Puerto Rico offers an unparalleled tax incentive: no federal personal income taxes, no capital gains tax and favourable business taxes - all without having to renounce your US citizenship. For now, the local government seems receptive toward the crypto-utopians. The governor will speak at their blockchain summit conference, called Puerto Crypto, in March.

The newcomers are still debating the exact shape Puertopia should take. Some think they need to make a city; others think it's enough to move into Old San Juan. All Puertopians said, however, they hoped to move very fast.

"You've never seen an industry catalyse a place like you're going to see here," Minor said.

"What's happened here is a perfect storm," said Halsey Minor, founder of the news site CNET, who is part of the push to create Puertopia. Louie Douvis

The Monastery

Until the Puertopians find land, they have descended on the Monastery, a 2000 square-metre hotel they rented as their base.

Matt Clemenson and Stephen Morris were drinking beer on the Monastery's roof one recent evening. Clemenson had an easygoing affect and wore two-tone aviators. Morris, a loquacious Brit, was in cargo shorts and lace-up steel-toed combat boots, with a smartphone on a necklace. They wanted to make two things clear: they chose Puerto Rico because of the hurricane, and they come in peace.

"It's only when everything's been swept away that you can make a case for rebuilding from the ground up," Morris, 53, said.

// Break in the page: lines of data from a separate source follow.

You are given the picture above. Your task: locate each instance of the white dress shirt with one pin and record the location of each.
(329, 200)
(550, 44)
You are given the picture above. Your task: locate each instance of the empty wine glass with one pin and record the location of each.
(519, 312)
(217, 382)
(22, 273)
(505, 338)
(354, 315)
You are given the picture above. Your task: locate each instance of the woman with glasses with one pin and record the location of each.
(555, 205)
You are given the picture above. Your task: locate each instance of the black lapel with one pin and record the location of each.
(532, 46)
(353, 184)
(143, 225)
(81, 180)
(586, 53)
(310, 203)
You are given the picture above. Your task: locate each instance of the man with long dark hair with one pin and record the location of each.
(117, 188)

Old San Juan in Puerto Rico is an option for the headquarters of Puertopia
Old San Juan in Puerto Rico is an option for the headquarters of Puertopia Jason Heskew

Clemenson, 34, a co-founder of Lottery.com, which is using the blockchain in lotteries, said: "We're benevolent capitalists, building a benevolent economy. Puerto Rico has been this hidden gem, this enchanted island that's been consistently overlooked and mistreated. Maybe 500 years later, we can make it right."

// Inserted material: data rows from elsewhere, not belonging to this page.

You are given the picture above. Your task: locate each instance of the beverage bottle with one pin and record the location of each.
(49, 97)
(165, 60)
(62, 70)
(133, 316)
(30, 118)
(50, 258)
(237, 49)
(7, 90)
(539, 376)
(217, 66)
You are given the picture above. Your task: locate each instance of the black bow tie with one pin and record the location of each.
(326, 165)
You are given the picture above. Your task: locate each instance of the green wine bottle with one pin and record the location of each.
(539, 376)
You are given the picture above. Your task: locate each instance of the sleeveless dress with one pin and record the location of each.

Other Puertopians arrived on the roof as a pack, just back from a full-day property-hunting bus tour. From the middle, Brock Pierce, 37, leader of the Puertopia movement, emerged wearing drop-crotch capri pants, a black vest that almost hit his knees and a large black felt hat. He and others arrived on the island in early December.

"Compassion, respect, financial transparency," Pierce said when asked what guided them here.

Pierce, director of the Bitcoin Foundation, is a major figure in the crypto-boom. He co-founded a blockchain-for-business startup, Block.One, which has sold about $200 million of a custom virtual currency, EOS, in an "initial coin offering." The value of all the outstanding EOS tokens is about $6.5 billion.

A former child actor, Pierce got into digital money early as a professional gamer, mining and trading gold in the video game World of Warcraft, an effort funded partly by Stephen Bannon, the former Donald Trump adviser. Pierce is a controversial figure - he has previously been sued for fraud.

Welcome, Puertopians?

All across San Juan, many locals are trying to figure out what to do with the crypto-arrivals.

Some are open to the new wave as a welcome infusion of investment and ideas.

"We're open for crypto-business," said Erika Medina-Vecchini, chief business development officer for the Department of Economic Development and Commerce. She said her office was starting an ad campaign aimed at the crypto-expat boom, with the tagline "Paradise Performs".

Others worry about the island being used for an experiment and talk about "crypto-colonialism". At a house party in San Juan, Richard Lopez, 32, who runs a pizza restaurant, Estella, in the town of Arecibo, said: "I think it's great. Lure them in with taxes, and they'll spend money."

Andria Satz, 33, who grew up in Old San Juan and works for the Conservation Trust of Puerto Rico, disagreed.

"We're the tax playground for the rich," she said. "We're the test case for anyone who wants to experiment. Outsiders get tax exemptions, and locals can't get permits."

Lopez said the territory needed something to jump-start the economy. "We have to find a new way," he said.

"Sure then, bitcoin, why not," Satz said, throwing up her hands.

Lopez said he and a childhood friend, Rafael Perez, 31, were trying to set up a bitcoin mine in their hometown. But electricity has been inconsistent, and mining even a single bitcoin takes a lot of power, he said.